The Echinoid Directory

Anorthopygus Cotteau, in Cotteau & Triger, 1859, p. 177

[=Pseudopileus de Loriol, 1901, p. 29, type species Pseudopileus zumoffeni de Loriol, 1901 (=Anorthopygus orbicularis Grateloup, 1836) ]

Diagnostic Features
  • Test circular and depressed.
  • Periproct trigonal and weakly to strongly oblique; supramarginal in position; widely separated from the apical disc.
  • Apical disc with four genital plates, genital plate 2 elongate and extending to the posterior separating the posterior genital and ocular plates.
  • Ambulacra with trigeminate plate compounding on the oral surface and simple plating aborally; pore-pairs uniserially arranged.
  • Peristome relatively small and sunken; buccal notches feeble or absent.
Distribution
Cretaceous (Albian to Maastrichtian) of Europe, the Middle East and Cuba.
Name gender masculine
Type
Nucleolites orbicularis Grateloup, 1836, by original designation.
Species Included
  • A. orbicularis (Grateloup, 1836); Albian - Cenomanian of Europe, North Africa and the Middle East (Arabian Peninsula and Iran) [includes A. atavus Fourtau, 1921, A. paradoxus Hawkins, 1935], and Pygaster costellatus Desor, 1842].
  • A. atavus Fourtau, 1921; U. Albian, Egypt.
  • A. paradoxus Hawkins, 1835; Campanian-Maastrichtian, Somalia.
  • A. riveroi Sanchez Roig, 1949; Maastrichtian, Cuba.
  • A. michelini Cotteau, 1860; Cenomanian-Turonian, France and England.
Classification and/or Status

Holectypoida, Pygasterina, Anorthopygidae.

Monophyletic.

Remarks

Restricted to shallow water facies. Distinguished from Pygaster in having the periproct oblique and far removed from the apical disc. Pileus is very similar, differing only in having pore-pairs offset aborally, so as to form a rather broad band.

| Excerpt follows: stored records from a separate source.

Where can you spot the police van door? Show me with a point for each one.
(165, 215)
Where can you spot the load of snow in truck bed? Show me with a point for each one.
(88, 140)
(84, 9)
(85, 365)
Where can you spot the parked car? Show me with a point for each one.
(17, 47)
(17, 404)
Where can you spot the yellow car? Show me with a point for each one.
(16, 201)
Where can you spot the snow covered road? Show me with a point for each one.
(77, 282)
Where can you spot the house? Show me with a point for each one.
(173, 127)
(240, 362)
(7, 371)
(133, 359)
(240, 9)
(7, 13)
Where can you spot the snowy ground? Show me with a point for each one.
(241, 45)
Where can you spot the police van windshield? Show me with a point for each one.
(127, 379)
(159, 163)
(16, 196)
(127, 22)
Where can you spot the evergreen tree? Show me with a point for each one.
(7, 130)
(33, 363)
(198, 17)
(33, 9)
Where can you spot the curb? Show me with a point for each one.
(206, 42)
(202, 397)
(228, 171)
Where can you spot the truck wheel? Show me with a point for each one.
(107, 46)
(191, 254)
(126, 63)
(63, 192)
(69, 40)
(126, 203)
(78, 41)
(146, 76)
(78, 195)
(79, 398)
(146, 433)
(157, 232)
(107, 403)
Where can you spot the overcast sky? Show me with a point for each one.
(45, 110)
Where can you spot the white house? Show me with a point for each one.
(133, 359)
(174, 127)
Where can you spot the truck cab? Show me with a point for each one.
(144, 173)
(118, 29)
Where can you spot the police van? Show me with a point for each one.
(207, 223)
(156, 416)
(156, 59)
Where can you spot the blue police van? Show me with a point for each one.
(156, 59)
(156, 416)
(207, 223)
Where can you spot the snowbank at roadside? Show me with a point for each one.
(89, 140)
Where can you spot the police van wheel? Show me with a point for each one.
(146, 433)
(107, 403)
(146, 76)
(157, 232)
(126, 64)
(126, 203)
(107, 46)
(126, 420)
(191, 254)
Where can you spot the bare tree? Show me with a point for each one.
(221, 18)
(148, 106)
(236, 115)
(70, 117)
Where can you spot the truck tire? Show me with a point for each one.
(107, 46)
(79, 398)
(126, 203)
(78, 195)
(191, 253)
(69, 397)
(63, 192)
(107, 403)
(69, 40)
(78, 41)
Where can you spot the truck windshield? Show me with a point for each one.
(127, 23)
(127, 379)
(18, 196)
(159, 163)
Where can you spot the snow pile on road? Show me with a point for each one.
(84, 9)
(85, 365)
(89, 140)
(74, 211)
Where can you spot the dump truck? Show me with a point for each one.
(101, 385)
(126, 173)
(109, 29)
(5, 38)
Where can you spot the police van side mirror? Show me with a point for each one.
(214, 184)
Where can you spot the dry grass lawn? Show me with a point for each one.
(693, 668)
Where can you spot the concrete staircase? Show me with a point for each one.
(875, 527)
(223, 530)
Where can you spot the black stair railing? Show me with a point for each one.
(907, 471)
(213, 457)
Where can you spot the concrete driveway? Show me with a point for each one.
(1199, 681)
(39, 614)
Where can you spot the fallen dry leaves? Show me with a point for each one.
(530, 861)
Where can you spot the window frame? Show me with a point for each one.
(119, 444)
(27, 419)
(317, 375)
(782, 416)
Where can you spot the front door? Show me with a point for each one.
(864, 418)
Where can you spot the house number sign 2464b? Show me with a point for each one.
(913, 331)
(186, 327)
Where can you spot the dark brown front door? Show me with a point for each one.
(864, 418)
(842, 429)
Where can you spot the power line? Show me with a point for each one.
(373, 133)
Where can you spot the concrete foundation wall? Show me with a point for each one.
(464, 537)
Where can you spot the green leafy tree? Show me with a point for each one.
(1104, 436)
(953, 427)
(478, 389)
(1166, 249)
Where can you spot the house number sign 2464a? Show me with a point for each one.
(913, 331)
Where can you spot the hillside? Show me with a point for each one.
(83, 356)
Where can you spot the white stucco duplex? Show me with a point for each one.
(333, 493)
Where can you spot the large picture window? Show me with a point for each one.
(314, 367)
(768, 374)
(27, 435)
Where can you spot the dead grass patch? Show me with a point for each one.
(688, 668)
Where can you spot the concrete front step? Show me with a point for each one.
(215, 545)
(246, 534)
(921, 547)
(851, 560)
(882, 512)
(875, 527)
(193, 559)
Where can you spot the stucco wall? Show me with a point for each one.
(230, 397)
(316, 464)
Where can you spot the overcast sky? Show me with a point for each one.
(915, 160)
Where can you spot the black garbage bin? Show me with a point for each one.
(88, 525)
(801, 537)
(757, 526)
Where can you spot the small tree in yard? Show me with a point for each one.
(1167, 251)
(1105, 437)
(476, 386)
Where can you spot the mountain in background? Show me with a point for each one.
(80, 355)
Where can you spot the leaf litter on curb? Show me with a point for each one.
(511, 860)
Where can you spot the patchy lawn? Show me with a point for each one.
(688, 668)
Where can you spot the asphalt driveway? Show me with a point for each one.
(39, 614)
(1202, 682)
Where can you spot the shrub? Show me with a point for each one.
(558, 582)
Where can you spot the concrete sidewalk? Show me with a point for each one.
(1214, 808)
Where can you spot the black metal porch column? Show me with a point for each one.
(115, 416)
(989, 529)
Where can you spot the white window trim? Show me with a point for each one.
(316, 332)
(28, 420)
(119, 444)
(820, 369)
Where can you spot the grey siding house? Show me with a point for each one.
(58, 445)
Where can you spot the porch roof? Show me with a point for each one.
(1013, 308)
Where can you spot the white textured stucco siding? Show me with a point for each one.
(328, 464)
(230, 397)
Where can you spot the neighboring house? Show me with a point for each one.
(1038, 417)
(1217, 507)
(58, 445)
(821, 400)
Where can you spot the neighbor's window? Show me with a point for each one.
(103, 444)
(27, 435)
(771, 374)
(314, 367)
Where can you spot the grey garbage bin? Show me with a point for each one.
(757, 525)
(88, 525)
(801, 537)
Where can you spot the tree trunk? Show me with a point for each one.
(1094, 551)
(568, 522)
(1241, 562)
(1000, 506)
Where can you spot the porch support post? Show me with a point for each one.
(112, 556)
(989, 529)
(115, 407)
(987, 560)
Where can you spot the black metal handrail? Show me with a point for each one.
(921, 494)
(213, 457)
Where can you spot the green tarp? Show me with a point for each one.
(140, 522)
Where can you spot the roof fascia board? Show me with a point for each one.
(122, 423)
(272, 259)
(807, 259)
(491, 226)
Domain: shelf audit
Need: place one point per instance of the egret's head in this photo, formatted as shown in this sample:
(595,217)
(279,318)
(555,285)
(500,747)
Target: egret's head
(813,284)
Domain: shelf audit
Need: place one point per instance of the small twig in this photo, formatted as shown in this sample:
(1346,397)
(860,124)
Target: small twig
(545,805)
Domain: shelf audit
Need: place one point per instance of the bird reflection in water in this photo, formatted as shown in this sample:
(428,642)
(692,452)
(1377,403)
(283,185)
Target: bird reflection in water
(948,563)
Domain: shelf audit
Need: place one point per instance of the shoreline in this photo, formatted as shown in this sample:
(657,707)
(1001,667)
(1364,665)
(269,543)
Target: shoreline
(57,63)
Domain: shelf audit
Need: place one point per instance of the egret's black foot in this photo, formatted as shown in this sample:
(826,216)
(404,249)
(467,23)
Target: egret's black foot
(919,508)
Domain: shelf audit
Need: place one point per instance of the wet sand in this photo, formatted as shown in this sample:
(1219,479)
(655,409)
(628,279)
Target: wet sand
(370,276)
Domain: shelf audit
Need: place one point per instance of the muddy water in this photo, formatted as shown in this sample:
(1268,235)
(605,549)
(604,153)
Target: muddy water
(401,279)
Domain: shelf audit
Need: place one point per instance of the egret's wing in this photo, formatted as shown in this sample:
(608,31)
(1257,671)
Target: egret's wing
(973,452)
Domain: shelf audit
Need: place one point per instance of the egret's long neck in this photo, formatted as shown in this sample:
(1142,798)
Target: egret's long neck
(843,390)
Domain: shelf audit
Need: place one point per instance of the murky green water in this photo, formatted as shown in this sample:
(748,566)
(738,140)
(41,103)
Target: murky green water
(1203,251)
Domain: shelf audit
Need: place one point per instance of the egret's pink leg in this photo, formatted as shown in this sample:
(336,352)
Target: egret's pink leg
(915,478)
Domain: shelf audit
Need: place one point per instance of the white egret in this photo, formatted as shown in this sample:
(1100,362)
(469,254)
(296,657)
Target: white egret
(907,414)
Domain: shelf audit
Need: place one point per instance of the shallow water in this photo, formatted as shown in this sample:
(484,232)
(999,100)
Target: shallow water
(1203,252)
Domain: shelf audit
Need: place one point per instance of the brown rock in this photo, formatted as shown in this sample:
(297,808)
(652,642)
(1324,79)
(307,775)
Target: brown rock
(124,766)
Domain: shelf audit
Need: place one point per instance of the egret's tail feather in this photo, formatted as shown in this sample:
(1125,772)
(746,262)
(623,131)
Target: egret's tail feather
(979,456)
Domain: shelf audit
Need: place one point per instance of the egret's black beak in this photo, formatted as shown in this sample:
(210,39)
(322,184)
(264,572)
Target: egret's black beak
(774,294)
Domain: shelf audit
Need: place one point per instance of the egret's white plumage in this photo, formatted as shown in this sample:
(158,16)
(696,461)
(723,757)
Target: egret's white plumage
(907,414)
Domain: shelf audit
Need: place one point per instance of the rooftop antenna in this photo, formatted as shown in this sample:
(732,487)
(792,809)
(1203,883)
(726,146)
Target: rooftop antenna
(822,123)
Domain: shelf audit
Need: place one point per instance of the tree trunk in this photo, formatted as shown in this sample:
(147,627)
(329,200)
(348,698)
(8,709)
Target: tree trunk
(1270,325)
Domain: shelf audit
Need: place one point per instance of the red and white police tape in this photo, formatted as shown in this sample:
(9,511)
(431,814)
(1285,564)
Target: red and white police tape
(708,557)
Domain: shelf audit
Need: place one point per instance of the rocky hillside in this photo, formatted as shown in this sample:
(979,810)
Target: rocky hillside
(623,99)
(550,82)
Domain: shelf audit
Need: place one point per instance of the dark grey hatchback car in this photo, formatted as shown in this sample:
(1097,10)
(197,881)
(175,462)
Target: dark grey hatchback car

A. excisus Lambert 1919 is a Coenholectypus.

Smith, A. B. & Wright, C. W. 1999. British Cretaceous Echinoids. Part 5, Holectypoida, Echinoneoida. Palaeontographical Society Monographs, 343-390, pls 115-129.

Smith, A. B. & Jeffery, C. H. 2000. Maastrichtian and Palaeocene echinoids: a key to world faunas. Special Papers in Palaeontology 63, 1-404.